Ontario WSIB More Aggressive on Return-to-Work Issues
By Greg McGinnis
Once upon a time, if an employer was outside the NEER window and was finding it difficult to reintegrate a worker who had a workplace injury, it was relatively straightforward to arrange to have the worker go into the WSIB’s “Labour Market Re-entry” program. For the employer, this often effectively solved the problem of trying to “accommodate” the worker’s restrictions, usually at little or no cost to the employer. However, LMR was an enormously expensive program for the WSIB.
The WSIB is now in serious financial difficulty. The 2009 Report of the Auditor General of Ontario makes for some difficult reading:
The WSIB’s funding ratio represents the percentage of assets it has available to meet its financial obligations. As of December 31, 2008, its funding ratio was 53.5%—significantly lower than any of the four large provincial boards with which we compared Ontario (British Columbia, Alberta, Manitoba, and Quebec), which averaged 102%. In each of these four provinces, legislative and policy differences are key factors that contribute to their higher funding ratios. A Board’s funding ratio is largely determined by the size of its unfunded liability, which is the amount by which the Board’s financial obligations exceed its assets. As of December 31, 2008, the WSIB’s unfunded liability was $11.5 billion—an increase of $3.4 billion from December 31, 2007. One factor that had a significant negative impact on the unfunded liability in 2008 was the global economic downturn. However, there are also a number of other systemic issues that have affected the size of the unfunded liability.
The WSIB advised us that its 2008–12 strategic plan,The Road to Zero, contains a number of initiatives that target and support the financial sustainability of the system. … However, despite these initiatives, the WSIB advised us that, because of the significant financial losses resulting from the global financial market downturn, its target of full funding by 2014, which was originally established in 1984, will not be achieved. The WSIB has not set a new target date. On the basis of February 2009 projected estimates, the unfunded liability may not be eliminated until 2022—eight years past the 2014 date targeted by the WSIB and successive governments since 1984.
So … perhaps tightening belts make for more aggressive measures.
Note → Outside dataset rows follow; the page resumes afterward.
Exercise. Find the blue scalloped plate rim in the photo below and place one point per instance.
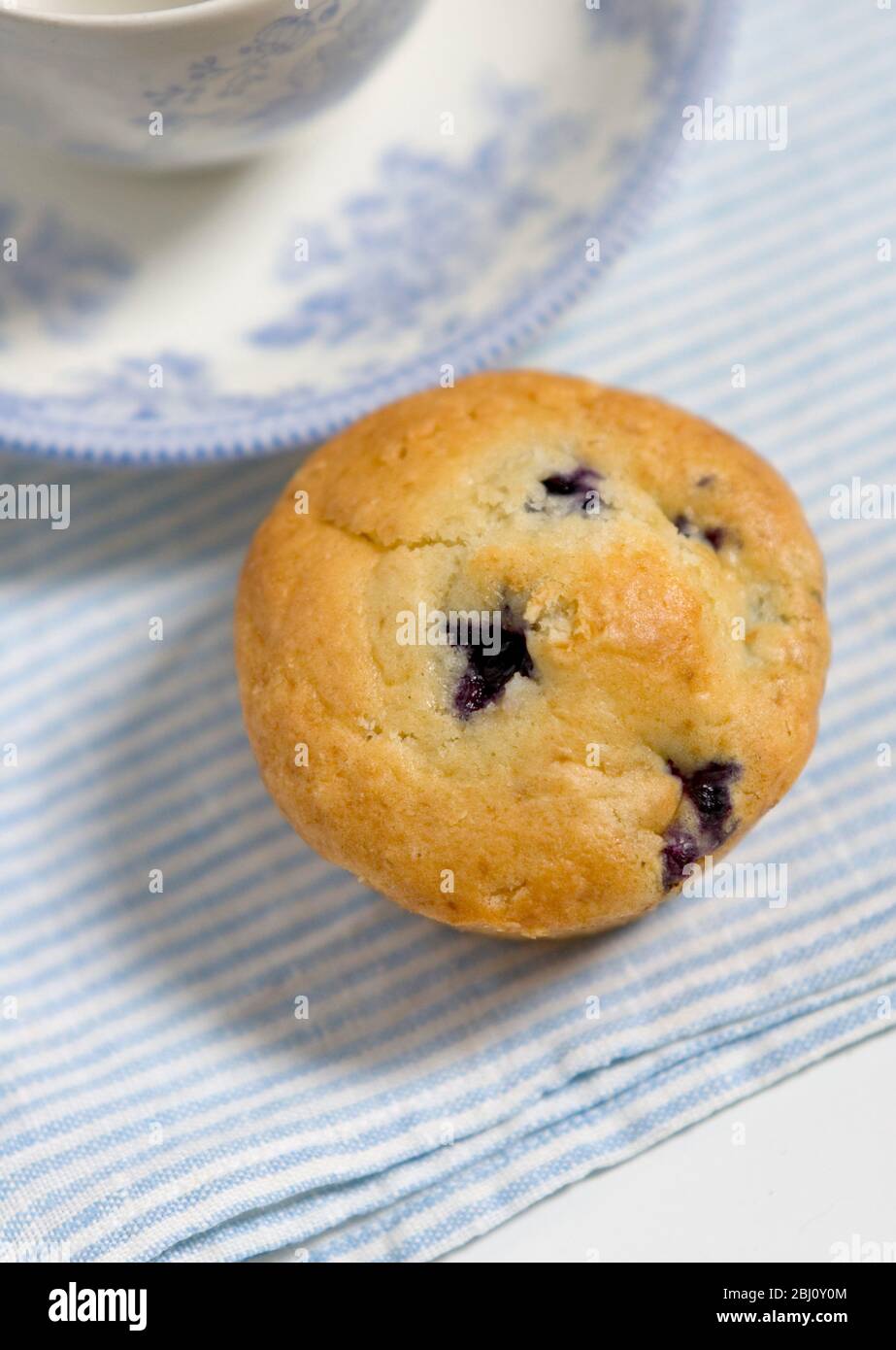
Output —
(480, 349)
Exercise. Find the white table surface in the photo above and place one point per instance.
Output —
(816, 1164)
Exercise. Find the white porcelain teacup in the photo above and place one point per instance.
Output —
(159, 84)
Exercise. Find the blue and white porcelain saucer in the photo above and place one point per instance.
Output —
(433, 221)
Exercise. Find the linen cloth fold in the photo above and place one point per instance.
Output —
(159, 1097)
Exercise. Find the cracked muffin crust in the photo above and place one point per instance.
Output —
(649, 689)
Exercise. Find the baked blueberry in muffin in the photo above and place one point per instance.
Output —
(547, 644)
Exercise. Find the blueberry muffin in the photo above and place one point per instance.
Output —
(521, 651)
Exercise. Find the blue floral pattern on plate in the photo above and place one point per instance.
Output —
(433, 254)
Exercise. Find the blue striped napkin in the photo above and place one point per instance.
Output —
(162, 1094)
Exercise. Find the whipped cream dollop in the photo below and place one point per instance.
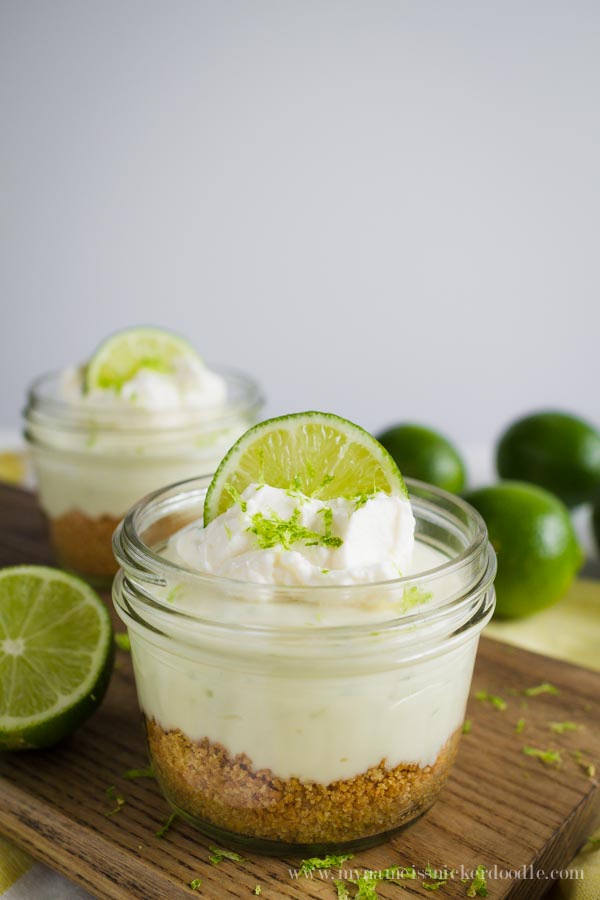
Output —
(191, 385)
(276, 536)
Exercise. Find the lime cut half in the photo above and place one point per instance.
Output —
(122, 355)
(56, 653)
(319, 454)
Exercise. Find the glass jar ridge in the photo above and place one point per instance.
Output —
(248, 718)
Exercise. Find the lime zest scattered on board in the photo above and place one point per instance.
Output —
(544, 688)
(548, 757)
(116, 798)
(325, 862)
(218, 855)
(561, 727)
(148, 772)
(478, 887)
(495, 701)
(164, 829)
(340, 886)
(588, 767)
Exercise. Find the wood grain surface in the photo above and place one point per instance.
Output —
(500, 808)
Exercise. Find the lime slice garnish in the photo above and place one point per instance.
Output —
(319, 454)
(122, 355)
(56, 653)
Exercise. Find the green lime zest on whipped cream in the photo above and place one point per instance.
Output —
(121, 356)
(274, 531)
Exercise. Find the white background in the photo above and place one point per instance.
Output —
(388, 210)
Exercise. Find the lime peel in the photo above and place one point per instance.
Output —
(56, 654)
(317, 454)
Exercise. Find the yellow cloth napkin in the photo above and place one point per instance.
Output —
(570, 630)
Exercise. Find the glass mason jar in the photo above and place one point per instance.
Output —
(93, 463)
(298, 736)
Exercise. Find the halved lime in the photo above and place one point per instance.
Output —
(56, 654)
(123, 354)
(319, 454)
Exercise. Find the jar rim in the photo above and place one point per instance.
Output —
(43, 408)
(136, 558)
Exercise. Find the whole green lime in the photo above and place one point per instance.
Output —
(425, 454)
(596, 522)
(533, 536)
(555, 450)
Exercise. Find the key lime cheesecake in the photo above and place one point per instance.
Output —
(144, 411)
(303, 637)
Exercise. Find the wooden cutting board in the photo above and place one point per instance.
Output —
(500, 807)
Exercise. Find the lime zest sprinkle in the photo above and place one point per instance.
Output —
(367, 887)
(122, 641)
(548, 757)
(174, 592)
(492, 699)
(478, 887)
(588, 767)
(561, 727)
(148, 772)
(544, 688)
(343, 893)
(439, 876)
(218, 855)
(117, 799)
(162, 831)
(360, 499)
(411, 597)
(274, 531)
(236, 496)
(315, 862)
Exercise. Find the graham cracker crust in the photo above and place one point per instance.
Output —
(205, 781)
(84, 544)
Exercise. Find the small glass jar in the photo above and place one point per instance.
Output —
(299, 736)
(93, 463)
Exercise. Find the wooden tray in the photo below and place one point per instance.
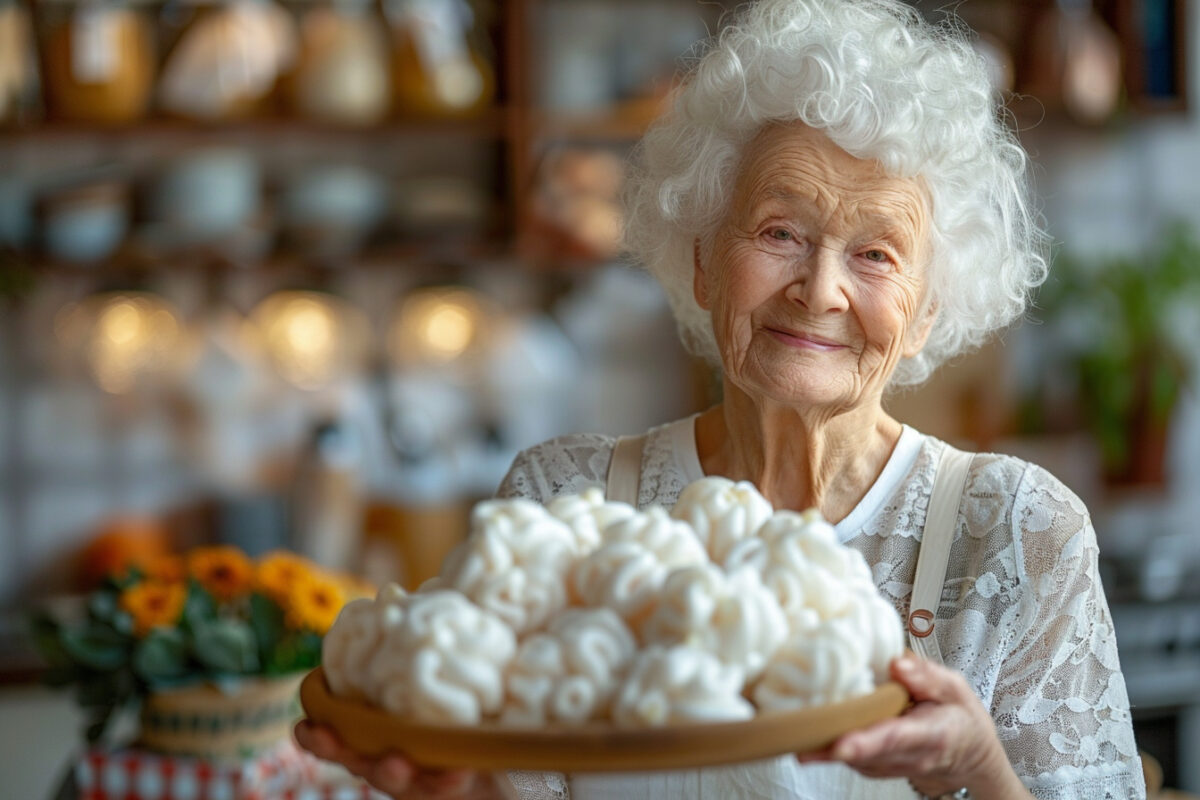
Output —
(594, 747)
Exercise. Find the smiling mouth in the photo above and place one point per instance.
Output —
(802, 340)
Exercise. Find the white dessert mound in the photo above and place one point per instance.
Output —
(588, 609)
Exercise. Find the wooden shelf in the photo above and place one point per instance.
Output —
(492, 124)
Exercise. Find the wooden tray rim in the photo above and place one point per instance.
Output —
(595, 746)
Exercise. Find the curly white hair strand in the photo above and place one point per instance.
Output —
(882, 84)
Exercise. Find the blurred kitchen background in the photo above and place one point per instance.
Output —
(309, 274)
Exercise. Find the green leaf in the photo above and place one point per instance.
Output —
(226, 645)
(267, 620)
(94, 645)
(161, 656)
(47, 635)
(102, 606)
(199, 608)
(299, 650)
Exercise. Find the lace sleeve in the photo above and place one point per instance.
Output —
(1060, 704)
(563, 465)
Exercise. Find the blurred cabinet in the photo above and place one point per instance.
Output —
(141, 132)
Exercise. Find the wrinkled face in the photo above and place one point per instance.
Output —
(815, 280)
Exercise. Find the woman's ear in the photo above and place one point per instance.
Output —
(918, 334)
(699, 282)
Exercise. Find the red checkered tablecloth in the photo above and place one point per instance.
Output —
(282, 774)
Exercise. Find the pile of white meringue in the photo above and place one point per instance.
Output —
(589, 609)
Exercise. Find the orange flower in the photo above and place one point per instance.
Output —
(354, 587)
(313, 603)
(277, 572)
(153, 603)
(168, 569)
(223, 571)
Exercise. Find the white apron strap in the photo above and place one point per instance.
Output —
(625, 469)
(935, 551)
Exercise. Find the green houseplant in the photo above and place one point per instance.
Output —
(1121, 338)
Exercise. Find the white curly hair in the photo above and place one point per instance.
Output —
(882, 84)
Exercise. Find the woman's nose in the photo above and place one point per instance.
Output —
(820, 282)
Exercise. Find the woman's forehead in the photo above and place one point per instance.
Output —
(798, 164)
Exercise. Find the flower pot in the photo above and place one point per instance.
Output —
(225, 722)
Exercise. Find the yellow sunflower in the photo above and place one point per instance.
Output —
(313, 603)
(277, 572)
(153, 603)
(167, 569)
(225, 571)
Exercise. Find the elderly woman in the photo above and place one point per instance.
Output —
(835, 208)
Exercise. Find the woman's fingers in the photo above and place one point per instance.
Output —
(927, 680)
(946, 739)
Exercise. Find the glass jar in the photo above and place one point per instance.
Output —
(227, 60)
(97, 59)
(342, 73)
(18, 68)
(438, 65)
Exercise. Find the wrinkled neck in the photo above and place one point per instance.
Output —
(798, 457)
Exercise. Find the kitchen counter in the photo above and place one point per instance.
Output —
(42, 731)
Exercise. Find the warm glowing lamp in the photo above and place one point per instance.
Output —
(124, 337)
(436, 325)
(311, 337)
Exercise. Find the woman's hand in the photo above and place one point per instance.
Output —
(394, 774)
(946, 741)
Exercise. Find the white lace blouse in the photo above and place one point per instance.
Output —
(1023, 617)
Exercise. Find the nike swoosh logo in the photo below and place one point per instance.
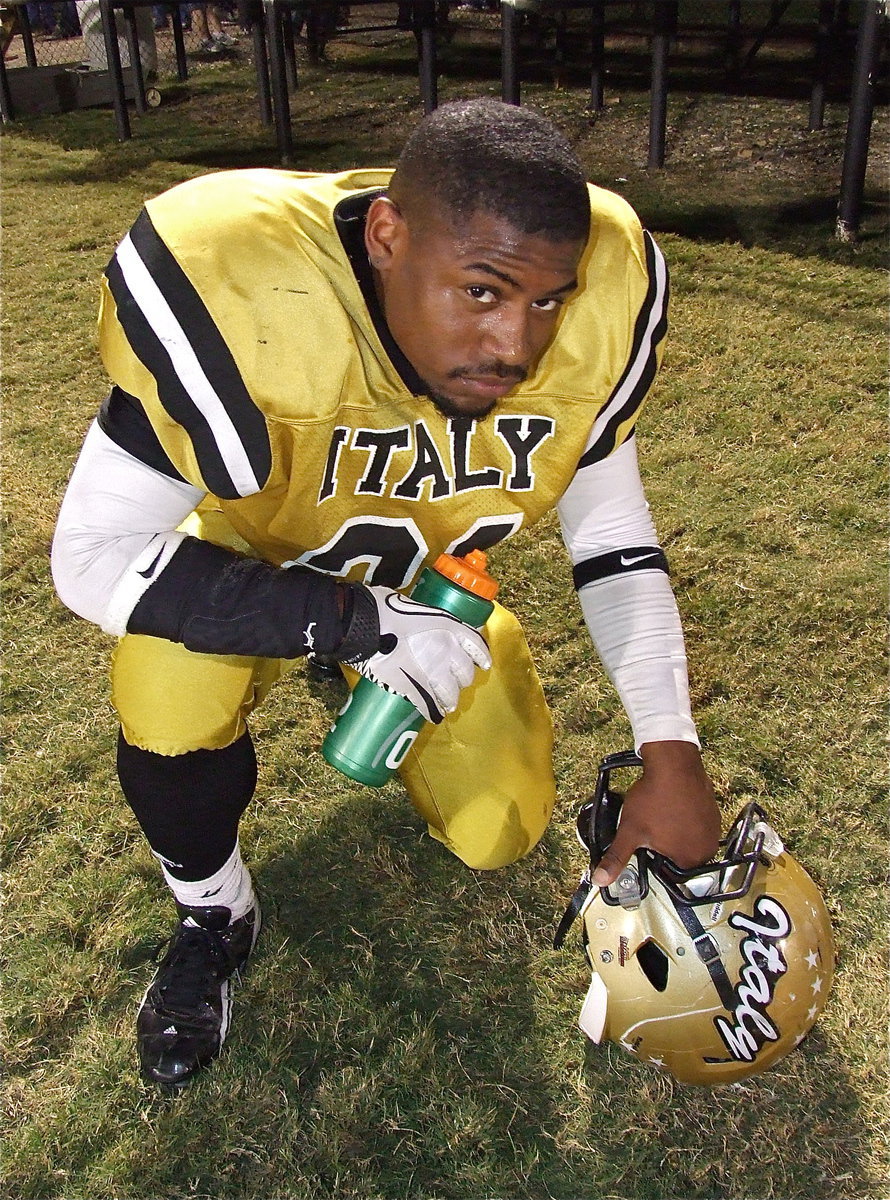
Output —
(150, 569)
(638, 558)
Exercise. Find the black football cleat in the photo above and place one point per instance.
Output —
(185, 1014)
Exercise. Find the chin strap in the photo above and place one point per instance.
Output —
(575, 905)
(708, 952)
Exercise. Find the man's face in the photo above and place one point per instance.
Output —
(473, 307)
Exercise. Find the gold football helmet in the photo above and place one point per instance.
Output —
(711, 975)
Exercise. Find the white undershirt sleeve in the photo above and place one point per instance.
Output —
(116, 531)
(632, 616)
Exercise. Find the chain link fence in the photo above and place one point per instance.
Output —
(68, 34)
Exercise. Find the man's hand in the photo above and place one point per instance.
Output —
(424, 654)
(669, 809)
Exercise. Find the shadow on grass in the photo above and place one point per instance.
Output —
(402, 994)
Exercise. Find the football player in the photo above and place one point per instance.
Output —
(319, 383)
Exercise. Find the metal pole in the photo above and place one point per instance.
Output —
(597, 52)
(179, 43)
(665, 23)
(859, 123)
(509, 54)
(425, 35)
(115, 72)
(262, 60)
(136, 60)
(281, 101)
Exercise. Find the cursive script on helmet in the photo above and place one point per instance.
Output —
(750, 1026)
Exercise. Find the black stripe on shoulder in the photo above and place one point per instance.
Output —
(125, 421)
(174, 396)
(206, 342)
(619, 562)
(627, 397)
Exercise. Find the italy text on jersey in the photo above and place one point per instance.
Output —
(521, 436)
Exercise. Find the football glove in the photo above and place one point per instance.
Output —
(424, 654)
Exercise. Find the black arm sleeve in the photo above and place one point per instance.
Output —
(216, 601)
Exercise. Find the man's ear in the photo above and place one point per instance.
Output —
(385, 232)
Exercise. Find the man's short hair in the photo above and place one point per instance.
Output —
(482, 155)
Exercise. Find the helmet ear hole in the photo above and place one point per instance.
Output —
(654, 964)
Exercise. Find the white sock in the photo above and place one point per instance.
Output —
(230, 886)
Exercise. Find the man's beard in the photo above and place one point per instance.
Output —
(449, 408)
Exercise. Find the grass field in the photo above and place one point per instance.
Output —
(407, 1032)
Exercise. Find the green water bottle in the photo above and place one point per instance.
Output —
(376, 729)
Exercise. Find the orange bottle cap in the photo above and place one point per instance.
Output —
(469, 573)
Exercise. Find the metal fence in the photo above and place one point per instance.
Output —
(70, 35)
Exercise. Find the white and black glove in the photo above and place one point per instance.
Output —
(424, 654)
An obvious area for reducing cost would be ensuring that workers remain at the “accident employer” rather than on the WSIB’s benefit rolls, especially in circumstances where the WSIB cannot recover any of the outlay.
What employers are seeing on the ground is an assertion from the WSIB that they have human rights obligations toward injured workers (which is of course true), and demanding written explanations for why employers are unable to find suitable work. For technical reasons, outside the two-year re-employment window it is arguable that the WSIB has no jurisdiction to deal with “accommodation” issues, but adjudicators are hinting that a “non-cooperation” penalty might result from a refusal to accommodate.
Employers are also seeing the WSIB cobble together jobs that they will say are suitable and available, and it is then up to the employer to explain why that isn’t the case.
The bottom line is that we can expect to see the WSIB taking a much more pronounced interest, and taking a much heavier hand with employers, in returning employees to work rather than putting them through a retraining program.